# Petsmart/Petco Run!



## jskate94 (Sep 2, 2011)

I'm leaving to go to the store in a minute! I need to pick up a few things. 

So PICTURES when i get back  

Lord only knows what i'll end up buying this :x

Don't you just hate when you know you'll come home with something you don't need, but you just love it? Let's hope I don't walk down the betta isle, or I'll be coming home with a new fish! lol


----------



## ilovebunnies (Oct 11, 2010)

$100 says you come home with a pretty new fishie!


----------



## pinkcupid765 (Aug 14, 2011)

Haha! Every time i go to petsmart/petco i cant resist X)


----------



## Princess Penny (Aug 26, 2011)

Last night I went into Petco "just to look" and ended up coming home with a new betta. The funny part is, they were closing in 15 minutes so I figured it was safe! XD


----------



## Laki (Aug 24, 2011)

Can't wait to see! I'm SO jealous! I can't wait to get another one either


----------



## jskate94 (Sep 2, 2011)

I got a Marimo  and some wisteria  

I ALMOST bought a crowntail, he had a black body with purple and red fins.  I woulda named him EdHardy D:. But he is the new tank setup Sherbert has  










and i finalized everything on my new betta I'm getting off of aquabids  

here he is,









kinda looks like he's starting to marble  Idk what to name him D: he should be in the mail tmrrw


----------



## jskate94 (Sep 2, 2011)

@ilovebunnies - i almost did! lol. paypal tht 100? ;D LOL jk 

@pink - lol it's like an impulse thing! i can never resist!

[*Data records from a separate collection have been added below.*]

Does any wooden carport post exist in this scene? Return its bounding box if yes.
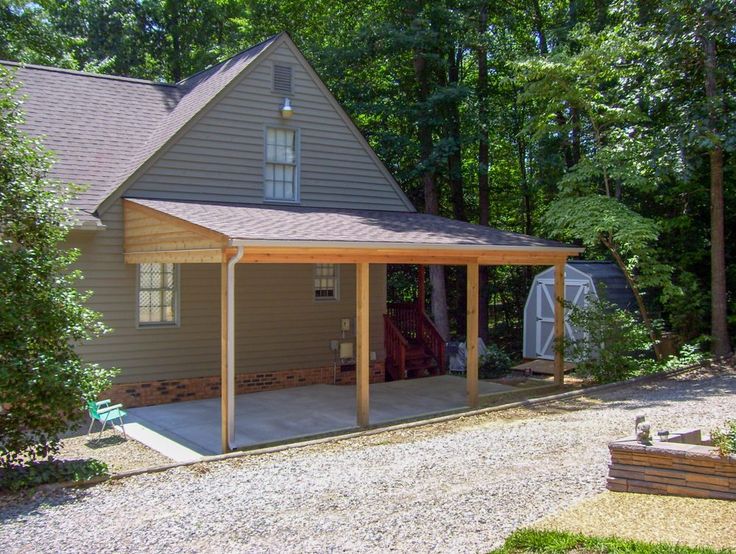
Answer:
[220,252,230,454]
[465,262,478,408]
[554,260,565,385]
[355,263,371,427]
[220,246,243,454]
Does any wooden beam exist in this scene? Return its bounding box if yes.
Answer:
[243,246,566,265]
[465,263,479,408]
[555,262,565,385]
[355,263,371,427]
[220,253,230,454]
[125,248,222,264]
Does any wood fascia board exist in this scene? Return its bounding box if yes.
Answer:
[123,198,228,242]
[284,34,417,212]
[94,33,287,217]
[229,238,585,257]
[123,248,223,264]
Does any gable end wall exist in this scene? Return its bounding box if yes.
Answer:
[126,43,411,211]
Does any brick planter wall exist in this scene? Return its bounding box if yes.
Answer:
[607,432,736,500]
[108,362,385,408]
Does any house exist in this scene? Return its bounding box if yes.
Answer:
[5,34,579,450]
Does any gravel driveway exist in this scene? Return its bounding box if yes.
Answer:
[0,362,736,553]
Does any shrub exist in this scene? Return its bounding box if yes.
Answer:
[478,344,511,379]
[563,296,652,383]
[0,454,110,492]
[710,419,736,456]
[0,69,113,468]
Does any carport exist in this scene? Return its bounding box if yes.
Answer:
[126,375,516,462]
[123,198,582,452]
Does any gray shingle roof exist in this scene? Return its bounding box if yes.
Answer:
[0,36,278,220]
[128,198,577,250]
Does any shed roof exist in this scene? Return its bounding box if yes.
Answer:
[567,260,637,311]
[128,198,580,255]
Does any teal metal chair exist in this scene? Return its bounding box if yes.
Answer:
[87,400,128,439]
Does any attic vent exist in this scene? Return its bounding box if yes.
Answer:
[273,65,291,94]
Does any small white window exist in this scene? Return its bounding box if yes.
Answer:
[314,264,340,300]
[138,264,179,327]
[264,128,299,202]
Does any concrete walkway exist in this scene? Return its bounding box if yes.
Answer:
[125,375,515,462]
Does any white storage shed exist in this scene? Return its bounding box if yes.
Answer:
[523,261,636,360]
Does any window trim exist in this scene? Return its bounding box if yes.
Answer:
[261,124,302,204]
[135,262,181,329]
[271,62,294,98]
[311,263,340,304]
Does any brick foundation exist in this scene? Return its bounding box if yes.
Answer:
[108,362,385,408]
[607,430,736,500]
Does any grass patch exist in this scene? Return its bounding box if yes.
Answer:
[491,529,736,554]
[0,454,110,492]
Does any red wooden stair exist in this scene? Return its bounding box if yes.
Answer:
[383,302,445,381]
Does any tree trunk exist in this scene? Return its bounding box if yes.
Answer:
[602,239,662,360]
[700,28,731,356]
[476,5,490,342]
[447,47,468,221]
[166,0,183,83]
[413,46,450,340]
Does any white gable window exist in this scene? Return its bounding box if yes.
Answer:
[138,264,179,327]
[264,127,299,202]
[314,264,340,300]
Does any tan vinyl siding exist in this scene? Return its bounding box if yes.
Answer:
[126,44,411,211]
[69,201,386,383]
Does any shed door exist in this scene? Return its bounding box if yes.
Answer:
[535,278,590,360]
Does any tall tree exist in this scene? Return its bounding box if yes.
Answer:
[698,2,731,356]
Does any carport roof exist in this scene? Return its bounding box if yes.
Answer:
[127,198,581,255]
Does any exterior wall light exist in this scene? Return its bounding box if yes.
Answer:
[280,98,294,119]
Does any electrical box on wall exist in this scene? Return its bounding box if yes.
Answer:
[340,342,353,360]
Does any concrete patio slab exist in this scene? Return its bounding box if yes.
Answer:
[126,375,515,462]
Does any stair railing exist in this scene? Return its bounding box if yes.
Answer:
[386,302,445,373]
[383,314,409,380]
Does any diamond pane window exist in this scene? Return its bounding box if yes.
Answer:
[264,128,298,202]
[314,264,340,300]
[138,264,179,326]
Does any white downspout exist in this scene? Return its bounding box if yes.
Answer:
[227,246,244,448]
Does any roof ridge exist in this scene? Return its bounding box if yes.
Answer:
[0,60,177,88]
[174,31,284,87]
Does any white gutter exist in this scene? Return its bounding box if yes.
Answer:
[227,246,244,448]
[229,238,585,255]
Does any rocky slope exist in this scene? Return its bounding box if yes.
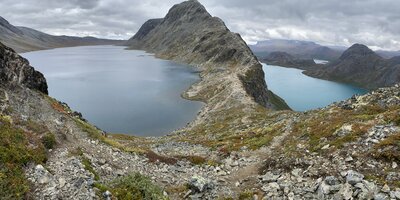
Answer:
[0,43,48,94]
[304,44,400,89]
[0,38,400,199]
[0,0,400,200]
[126,0,288,120]
[259,51,318,70]
[0,17,124,53]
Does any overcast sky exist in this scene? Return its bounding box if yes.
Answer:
[0,0,400,50]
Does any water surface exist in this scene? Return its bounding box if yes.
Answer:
[23,46,202,136]
[263,64,367,111]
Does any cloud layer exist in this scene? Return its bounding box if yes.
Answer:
[0,0,400,50]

@princess - LMAO! i can almost picture it! thinkin ur safe, then BAM! a beautiful betta sitting right in front of you 

@laki - next time you go, let me know! i'll go the same day and we can buy fish together! and name them like theyre twins! lol


----------



## Dozzem (Jul 29, 2011)

Nice AB fishy, I like marbles! I am limiting myself to only two -.- I don't need any more, I love my boys!


----------



## Laki (Aug 24, 2011)

jskate94 said:


> @laki - next time you go, let me know! i'll go the same day and we can buy fish together! and name them like theyre twins! lol



 Most definitely!!! (I already have a name picked out though ;-) )


----------



## Tikibirds (May 26, 2011)

*What is this one?*

I went today, no fish but ended up with a 20 G


----------



## jskate94 (Sep 2, 2011)

@Laki - ! what name have you picked out?! lol

@Tiki - that's what i need! lol, at least you know you'll be getting more fish in the future with that juicy 20 g!


----------



## Anitax3x (Aug 26, 2011)

wow that fish is gorg! I went to petco for a couple platies and cory cats and ended up with another tank and a DT male =X


----------



## jskate94 (Sep 2, 2011)

thank you!  and lol! it's a habit to always grab at least one thing while in there  have a pic of your boy? i'd LOVE to see


----------



## Laki (Aug 24, 2011)

I had my chance tonight. I went in for bunny hay and a betta heater and was looking at them... 2 which stood out and a couple pinkish ones. The 2 best looking ones were white and blue possibly marble (I can't tell yet) and one was CT and the other was VT!!  I didn't get them bc I wanna make sure I have everything I need for Lakitu first! 

The name I picked out for my next boy is Bowser. <3 <3


----------



## animallover4lyfe (Jul 7, 2010)

oh i hate you!!!!!!!!!!!!!!

im on a search to find a marble/white hm male!!! UGH so hard to find here!!!!


----------



## missm83 (Aug 23, 2011)

i went to petco for a new plant today...and came home with a new tank lol..i need to stay away!! i dont have room for a bigger tank...my boy went from 1 gallon to 2.5..it barely fit on my night stand..but he seems to love it! i looked a the bettas but no way i can have 2..i wish..i seen few little guys that looks so sad...and one was dead it was upsetting


----------



## Yaoilover12397 (Aug 12, 2011)

Why can't it be january. I want to buy more stuffies...Like bettas and tanks and marimo.


----------



## Laki (Aug 24, 2011)

I tested my bf tonight to see what he thought of having another betta.. I convinced him in 2 seconds just now with a pic of mustard gas. You can have all the blue-white marbles in the world, animallover, if I can have 1 mustard!!


----------



## jskate94 (Sep 2, 2011)

@Laki - Bowser & Wario!  and LOL! the mustards are what got my mom too! lmao

@animallover - search "platinum" or "opaque" or "marble" on aquabid! 

@yaoi - january's only 4 months away!


----------



## Yaoilover12397 (Aug 12, 2011)

But its so far D: I want lots of tanks and bettas so that in early june i can do my first spawn


----------



## jskate94 (Sep 2, 2011)

lol, i'm gonna try doing my first spawn this December  why can't you go to the store now?


----------



## Yaoilover12397 (Aug 12, 2011)

My mommy wont let me. Xd I clould, i have the money!


----------



## jskate94 (Sep 2, 2011)

@miss - sorry i didnt see ur reply till now! n lol! i think we all doo  i always get a broken heart everytime i see a dead one


----------